Nitric oxide inhibits matrix metalloproteinase-2 expression via the induction of activating transcription factor 3 in endothelial cells

Nitric oxide ( NO) has been shown to inhibit migration of cells in which various matrix metalloproteinases ( MMPs) are involved. The underlying molecular mechanisms of this inhibition remain elusive. Endothelial cells (ECs) constitutively produce MMP-2. The effect of NO on MMP-2 expression was examined. A dose-dependent inhibition of MMP-2 mRNA level was demonstrated in ECs treated with NO. ECs infected with adenovirus carrying endothelial NO synthase ( Ad-eNOS) reduced MMP-2 expression.

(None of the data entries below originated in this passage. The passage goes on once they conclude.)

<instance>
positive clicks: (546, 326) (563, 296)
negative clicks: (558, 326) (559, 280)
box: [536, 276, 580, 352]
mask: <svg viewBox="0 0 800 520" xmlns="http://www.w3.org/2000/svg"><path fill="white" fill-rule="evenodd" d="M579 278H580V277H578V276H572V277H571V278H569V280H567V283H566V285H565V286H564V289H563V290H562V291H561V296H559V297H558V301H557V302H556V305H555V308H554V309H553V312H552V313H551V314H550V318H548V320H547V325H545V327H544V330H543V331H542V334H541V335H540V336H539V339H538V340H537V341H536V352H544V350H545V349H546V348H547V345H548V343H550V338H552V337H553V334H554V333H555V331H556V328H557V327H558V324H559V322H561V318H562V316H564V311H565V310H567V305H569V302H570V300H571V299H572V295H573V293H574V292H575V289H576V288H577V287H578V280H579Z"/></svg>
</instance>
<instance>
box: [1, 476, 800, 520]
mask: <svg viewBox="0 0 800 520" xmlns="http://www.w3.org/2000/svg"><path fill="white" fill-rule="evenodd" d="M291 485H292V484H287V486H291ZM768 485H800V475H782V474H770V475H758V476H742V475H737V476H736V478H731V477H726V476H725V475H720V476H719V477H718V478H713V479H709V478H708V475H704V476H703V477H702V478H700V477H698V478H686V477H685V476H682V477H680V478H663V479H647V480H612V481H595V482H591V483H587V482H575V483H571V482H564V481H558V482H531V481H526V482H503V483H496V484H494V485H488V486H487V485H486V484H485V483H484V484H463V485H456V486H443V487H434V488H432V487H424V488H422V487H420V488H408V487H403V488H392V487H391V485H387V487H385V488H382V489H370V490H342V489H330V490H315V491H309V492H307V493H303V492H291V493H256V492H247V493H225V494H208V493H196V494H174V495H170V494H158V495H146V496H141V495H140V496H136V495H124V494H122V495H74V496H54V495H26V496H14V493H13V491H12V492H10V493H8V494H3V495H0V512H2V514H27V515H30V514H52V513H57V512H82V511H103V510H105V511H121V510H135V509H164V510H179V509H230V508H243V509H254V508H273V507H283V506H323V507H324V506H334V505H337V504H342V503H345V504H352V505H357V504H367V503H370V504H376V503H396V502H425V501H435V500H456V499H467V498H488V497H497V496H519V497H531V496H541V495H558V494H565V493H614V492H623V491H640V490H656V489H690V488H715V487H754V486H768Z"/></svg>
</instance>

The inhibitory effect of NO on MMP-2 expression was a transcriptional event because NO reduced MMP-2 promoter activity. NO treatment of ECs consequently suppressed MMP-2 secretion revealed by zymographic assay. Functional analysis of MMP-2 promoter ( 1716 base pairs) indicated that the p53-binding site ( - 1659 to - 1629) was crucial for MMP-2 promoter activity. Activating transcription factor 3 (ATF3) has been reported to act as a transcriptional repressor for p53. ECs treated with NO induced ATF3 expression. Consistently, AdeNOS-infected ECs showed an increase of ATF3 level. Moreover, ECs either over-expressed ATF3 or, when treated with an ATF3 activator (MG-132; carbobenzoxy-L-leucyl-L-leucyl-L-leucinal), resulted in a repression of MMP-2 promoter activity. Because of MMP-2 suppression by NO, ECs treated with NO inhibited endothelial migration, a phenomenon similar to that of ECs treated with MMP-2 antibody or MG-132. These results indicate that NO-attenuating endothelial migration is mediated at least in part by its reduction of MMP-2 expression via the up-regulation of ATF3. This study provides a molecular basis that supports the notion that NO acts as a negative regulator in endothelial migration.